La Russie a fait preuve de génie en anticipant le potentiel de l'Arctique, dont elle revendique aujourd'hui une partie de la souveraineté.
Pôle Nord, océan Arctique, mer de glace - Matti & Keti | Creative Commons BY-SA 4.0
Pôle Nord, océan Arctique, mer de glace – Matti & Keti | Creative Commons BY-SA 4.0

Le 2 août 2007, la Russie avait fait parler d’elle en plantant un drapeau en titane au fond de l’océan Arctique, à plus de 4000 mètres de profondeur.

Cette démonstration de puissance avait alors à première vue de quoi surprendre, puisque montrer ses ambitions dans une région surtout connue pour sa géographie inhospitalière et ses conditions climatiques extrêmes avait surtout de quoi faire passer Moscou pour un fou à lier.

Pourtant, avec la fonte des glaces liée au réchauffement climatique, l’Arctique est devenue le centre d’une attention croissante, pour des questions de souveraineté territoriale, d’exploitation d’abondantes ressources énergétiques ou encore de développement de routes maritimes stratégiques.

C’est ainsi que le monde s’est rendu compte à quel point la Russie avait fait preuve de génie en anticipant le potentiel de ce large territoire arctique, dont elle revendique aujourd’hui scientifiquement la souveraineté sur deux millions de kilomètres de fonds marins.

Face notamment aux convoitises des États-Unis, du Canada, du Danemark et de la Norvège, retour sur les aspects clés de la politique arctique russe, entre ambitions stratégiques, territoriales, économiques et géopolitiques.

Un expansionnisme en Arctique indispensable à la pérennité russe

D’abord, il est clair que la Russie adopte une politique expansionniste en Arctique, motivée par des enjeux économiques, géopolitiques et environnementaux. Cette démarche vise à garantir la pérennité économique du pays en exploitant les vastes ressources de la région et en consolidant sa position dans le paysage maritime mondial en développement. Une stratégie certes pas vraiment novatrice dans la forme, mais qui est plutôt détonante dans le fond.

Le respect des procédures légales face aux enjeux territoriaux colossaux

S’il y a bien quelque chose de surprenant avec la politique arctique de la Russie, c’est qu’elle est légale.
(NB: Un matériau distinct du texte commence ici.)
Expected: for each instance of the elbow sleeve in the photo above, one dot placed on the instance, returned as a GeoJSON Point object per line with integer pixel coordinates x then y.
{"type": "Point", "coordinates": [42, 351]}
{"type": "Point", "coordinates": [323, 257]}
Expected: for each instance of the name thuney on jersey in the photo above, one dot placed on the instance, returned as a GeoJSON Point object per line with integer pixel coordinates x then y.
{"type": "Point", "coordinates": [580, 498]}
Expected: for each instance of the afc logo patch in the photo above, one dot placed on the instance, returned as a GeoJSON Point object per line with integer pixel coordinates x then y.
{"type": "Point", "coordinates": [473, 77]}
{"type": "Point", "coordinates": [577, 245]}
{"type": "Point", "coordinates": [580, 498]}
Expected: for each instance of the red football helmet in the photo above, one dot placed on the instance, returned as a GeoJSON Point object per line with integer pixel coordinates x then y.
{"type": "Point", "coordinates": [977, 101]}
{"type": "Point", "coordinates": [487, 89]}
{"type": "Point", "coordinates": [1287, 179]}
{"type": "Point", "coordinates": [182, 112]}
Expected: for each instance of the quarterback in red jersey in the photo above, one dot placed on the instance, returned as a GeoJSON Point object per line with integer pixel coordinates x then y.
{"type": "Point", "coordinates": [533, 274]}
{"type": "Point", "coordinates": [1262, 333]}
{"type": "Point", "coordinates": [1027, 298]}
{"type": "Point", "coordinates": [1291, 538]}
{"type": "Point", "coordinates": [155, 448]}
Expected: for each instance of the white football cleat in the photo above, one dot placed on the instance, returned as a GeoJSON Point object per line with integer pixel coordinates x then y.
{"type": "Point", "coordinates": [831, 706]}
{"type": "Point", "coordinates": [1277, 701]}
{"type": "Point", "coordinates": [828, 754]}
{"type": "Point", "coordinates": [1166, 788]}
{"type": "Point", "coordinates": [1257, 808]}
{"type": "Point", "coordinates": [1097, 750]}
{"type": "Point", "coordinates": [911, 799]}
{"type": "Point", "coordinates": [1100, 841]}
Alors que le Kremlin a souvent fait parler la force ces dernières années pour rendre concrètes ses revendications territoriales, il a ici décidé pour la zone polaire de respecter les règles en matière d’extension de plateau continental, et ce, alors que son isolement vis-à-vis du reste du monde aurait pu le convaincre d’agir pour son seul intérêt dans la région.

Mais si la Russie accepte de se plier aux procédures, c’est parce qu’elle sait pertinemment que ses revendications en Arctique sont sensées scientifiquement.

Ainsi, Moscou a accepté de ratifier la Convention des Nations Unies sur le Droit de la mer (CNUDM) en 1997, et a ensuite soumis en toute légalité au cours de l’année 2001 une revendication à la Commission des limites du plateau continental (CLPC), visant notamment à accroître sa souveraineté sur des millions de kilomètres de fonds marins en Arctique.

Par cela, la Russie a délibérément accepté que 21 experts en géologie, géophysique et hydrographie statuent sur sa demande, d’autant plus complexe que les revendications ont tendance à se chevaucher dans la région polaire.

Durant les délibérations, la Russie s’est comportée de manière exemplaire, fournissant même au fil des années toujours plus de preuves scientifiques à la CLPC, quitte à rallonger le temps de réponse d’un organe déjà particulièrement lent.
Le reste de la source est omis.